No problem! I am sorry for so many typical newcomer questions that many times deviate from the original conversation. 

What called my attention is this new perspective on the kind of data the profiles can hold. So far, I was taking profiles to be clean data, composed of sentences to me process typically imported from a text file with one sentence per line. That is, we should first clean the data before we create the profile. 

This view imposes a separation between a profile (use for treebank, grammar debugging, etc.), where the fundamental units are sentences; and a format to be used in a pipeline for documents processing where we typically want to preserve the original document structure attaching annotations to the relevant segments.

But your message opens a new perspective. For example, I am constant dealing text extracted from PDF documents. Following the way you worked with mbox files, I could also think about ingesting the text file obtained from the PDF-to-Tex tools directly, preserving all the content but using the i-length field to mark the sentences to be processed and the ones to be ignored. I am not sure what will be the benefits for that approach besides having the whole data preserved in the profile. Anyway, a preprocessing will be still necessary to split the data into sentences. 

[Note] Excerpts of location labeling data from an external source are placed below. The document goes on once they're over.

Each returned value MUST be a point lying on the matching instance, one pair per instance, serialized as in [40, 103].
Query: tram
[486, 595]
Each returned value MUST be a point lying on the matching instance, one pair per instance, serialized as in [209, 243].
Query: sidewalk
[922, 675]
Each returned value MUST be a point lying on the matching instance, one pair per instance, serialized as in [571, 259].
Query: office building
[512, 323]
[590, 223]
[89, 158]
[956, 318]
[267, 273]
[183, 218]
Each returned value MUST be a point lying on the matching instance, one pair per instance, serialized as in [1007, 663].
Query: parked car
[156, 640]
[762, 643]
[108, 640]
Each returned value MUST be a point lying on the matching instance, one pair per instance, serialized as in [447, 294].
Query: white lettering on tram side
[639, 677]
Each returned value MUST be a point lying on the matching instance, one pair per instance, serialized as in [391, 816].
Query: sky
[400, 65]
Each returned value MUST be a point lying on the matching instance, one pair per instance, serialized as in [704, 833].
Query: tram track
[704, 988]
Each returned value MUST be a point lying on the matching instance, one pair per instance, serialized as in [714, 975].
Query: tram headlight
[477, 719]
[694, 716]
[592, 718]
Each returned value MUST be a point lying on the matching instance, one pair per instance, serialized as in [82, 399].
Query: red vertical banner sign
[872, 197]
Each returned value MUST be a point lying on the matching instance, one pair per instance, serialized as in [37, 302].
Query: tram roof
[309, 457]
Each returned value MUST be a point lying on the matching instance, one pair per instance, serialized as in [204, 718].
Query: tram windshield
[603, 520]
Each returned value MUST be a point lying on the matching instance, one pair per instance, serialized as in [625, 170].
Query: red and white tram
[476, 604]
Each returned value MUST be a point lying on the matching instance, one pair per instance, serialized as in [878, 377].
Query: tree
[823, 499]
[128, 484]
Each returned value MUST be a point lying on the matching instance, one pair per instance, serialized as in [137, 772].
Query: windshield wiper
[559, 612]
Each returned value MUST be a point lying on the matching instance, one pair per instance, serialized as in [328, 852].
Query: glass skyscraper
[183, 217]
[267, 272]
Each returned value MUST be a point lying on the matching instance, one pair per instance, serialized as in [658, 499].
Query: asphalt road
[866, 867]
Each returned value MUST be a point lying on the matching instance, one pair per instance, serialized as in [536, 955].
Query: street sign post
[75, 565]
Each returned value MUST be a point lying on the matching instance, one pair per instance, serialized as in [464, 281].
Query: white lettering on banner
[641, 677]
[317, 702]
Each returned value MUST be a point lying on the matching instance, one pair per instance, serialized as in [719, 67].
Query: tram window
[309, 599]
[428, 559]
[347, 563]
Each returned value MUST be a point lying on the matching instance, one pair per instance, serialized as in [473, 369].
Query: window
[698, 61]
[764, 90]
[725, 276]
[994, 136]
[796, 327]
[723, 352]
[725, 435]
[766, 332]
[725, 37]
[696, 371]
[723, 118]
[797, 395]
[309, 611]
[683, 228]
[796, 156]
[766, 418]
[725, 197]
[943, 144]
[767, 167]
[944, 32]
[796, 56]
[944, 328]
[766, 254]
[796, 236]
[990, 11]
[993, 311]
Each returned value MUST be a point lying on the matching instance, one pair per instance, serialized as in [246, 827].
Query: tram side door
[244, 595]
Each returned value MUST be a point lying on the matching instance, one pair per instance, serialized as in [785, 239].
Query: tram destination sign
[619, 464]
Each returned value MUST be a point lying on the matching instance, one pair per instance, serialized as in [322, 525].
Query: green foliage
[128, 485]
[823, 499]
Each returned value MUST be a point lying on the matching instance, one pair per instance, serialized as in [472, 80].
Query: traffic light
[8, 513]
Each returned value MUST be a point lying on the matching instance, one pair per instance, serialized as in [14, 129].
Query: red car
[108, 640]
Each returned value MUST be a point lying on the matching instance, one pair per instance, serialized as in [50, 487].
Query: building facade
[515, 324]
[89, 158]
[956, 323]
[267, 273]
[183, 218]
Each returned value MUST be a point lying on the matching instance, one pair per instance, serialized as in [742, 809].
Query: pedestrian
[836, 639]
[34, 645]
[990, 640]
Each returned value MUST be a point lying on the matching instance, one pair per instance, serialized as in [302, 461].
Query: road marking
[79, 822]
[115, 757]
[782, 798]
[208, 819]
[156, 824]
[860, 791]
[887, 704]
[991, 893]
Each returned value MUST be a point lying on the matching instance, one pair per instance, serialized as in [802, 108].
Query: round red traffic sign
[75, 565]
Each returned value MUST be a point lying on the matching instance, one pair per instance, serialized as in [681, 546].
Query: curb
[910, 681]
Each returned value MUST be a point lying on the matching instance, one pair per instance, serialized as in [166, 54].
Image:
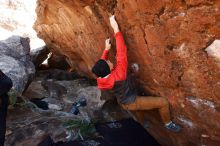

So far, to deal with this sort of content, I was looking for markups based on standoff annotations like https://en.wikipedia.org/wiki/XCES. 

Best, Alexandre


> On 11 Apr 2019, at 21:09, Stephan Oepen <oe at ifi.uio.no> wrote:
> 
> my apologies for the opaque inside joke, alexandre!  some of us used to work at a start-up (called YY Technologies) a few years ago, developing the premier email auto response solution at the time.  hence support for mbox files was relevant at least back then :-).  and the ERG treebanks still include four profiles with e-commerce emails.
> 
> regarding interpretation of the i-length field, i would maybe argue that the two use cases ultimately are the same meaning: the field quantifies the length of linguistic content; when there is nothing worse parsing in an item, its ‘linguistic length’ is zero (or maybe -1, not quite sure just now).  but, yes, this results in a flag-like behavior for the processing commands: skipping over (what you might call ‘noise’) items which lack linguistic content.